Other benign lesions of the spleen are uncommon. Inflammatory pseudotumor of the spleen is a reactive lesion characterized by a mixture of inflammatory cells and disorganized spindle cells.33 This tumor is typically found incidentally and is generally asymptomatic but may present with systemic symptoms such as fever, malaise, and weight loss. Inflammatory pseudotumor is infiltrative in nature and may mimic malignant lymphoproliferative disease. Splenic hamartomas are composed of irregular vascular channels lined by splenic sinus endothelium with a disorganized reticulin stroma. Splenic hamartomas are uncommon with autopsy series noting an incidence of 0.024–0.13%. Peliosis is not a true neoplastic lesion but a blood-filled cystic lesion without an endothelial lining that may be associated with focal, patchy, or diffuse involvement of the spleen. This lesion is likely reactive as it has been associated with steroids, oral contraceptives, immunosuppression medications, tuberculosis, renal disease, and malignancy. Other benign splenic tumors, such as angiomyolipoma, lipoma, hemangiopericytoma, and fibroma are rare.

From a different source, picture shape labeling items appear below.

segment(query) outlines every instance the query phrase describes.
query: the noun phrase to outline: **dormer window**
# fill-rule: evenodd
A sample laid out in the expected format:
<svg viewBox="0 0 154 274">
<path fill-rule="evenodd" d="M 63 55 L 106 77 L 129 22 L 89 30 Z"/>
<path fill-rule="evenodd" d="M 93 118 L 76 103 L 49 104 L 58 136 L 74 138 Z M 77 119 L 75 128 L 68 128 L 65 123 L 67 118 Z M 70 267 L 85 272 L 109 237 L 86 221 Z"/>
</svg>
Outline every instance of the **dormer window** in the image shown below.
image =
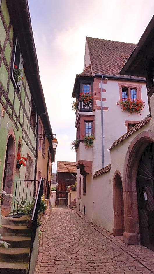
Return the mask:
<svg viewBox="0 0 154 274">
<path fill-rule="evenodd" d="M 90 85 L 88 84 L 84 84 L 83 85 L 83 93 L 90 93 Z"/>
</svg>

Primary, nonlymphoid, malignant tumors of the spleen are exceedingly rare. These include angiosarcomas, malignant fibrous histiocytomas, and plasmacytomas. Angiosarcoma is the most common nonlymphoid primary malignant neoplasm of the spleen. The clinical presentation may include abdominal pain, left upper quadrant abdominal mass, and constitutional symptoms. Metastasis is frequent and often involves the liver. Spontaneous rupture has been reported and is associated with a dismal outcome. Normocytic anemia is present in the majority of cases. Splenomegaly with hypersplenism is also seen. CT imaging often identifies a splenic lesion with central necrosis. The primary treatment is splenectomy. Cisplatin-based chemotherapy has also been used. However, even without rupture, splenic angiosarcoma holds a poor prognosis. Recent studies have reported respective 1-, 3- and 5-year survival rates of 60, 40, and 40%.34
Splenic metastasis of nonhematologic malignancies is rarely seen clinically and usually represents widespread dissemination of disease. In a review of a German oncological database, only 0.002% of those with a malignancy developed reported splenic metastasis, with isolated splenic metastasis being extremely rare.35 Despite lack of clinically evident splenic metastasis, postmortem evidence of splenic metastasis is reported to be higher, although the exact prevalence of this is debated, with older literature reporting rates as high as 34%, while contemporary reports put this rate at approximately 3%.36
The diagnosis of malignancy can be confirmed by positron emission tomography (PET) scanning, although percutaneous biopsies for isolated lesions can also be performed (Fig. 62-13).28
The patient was found to have a splenic lesion on CT which was active on PET scan. She subsequently underwent a splenectomy to obtain a tissue diagnosis.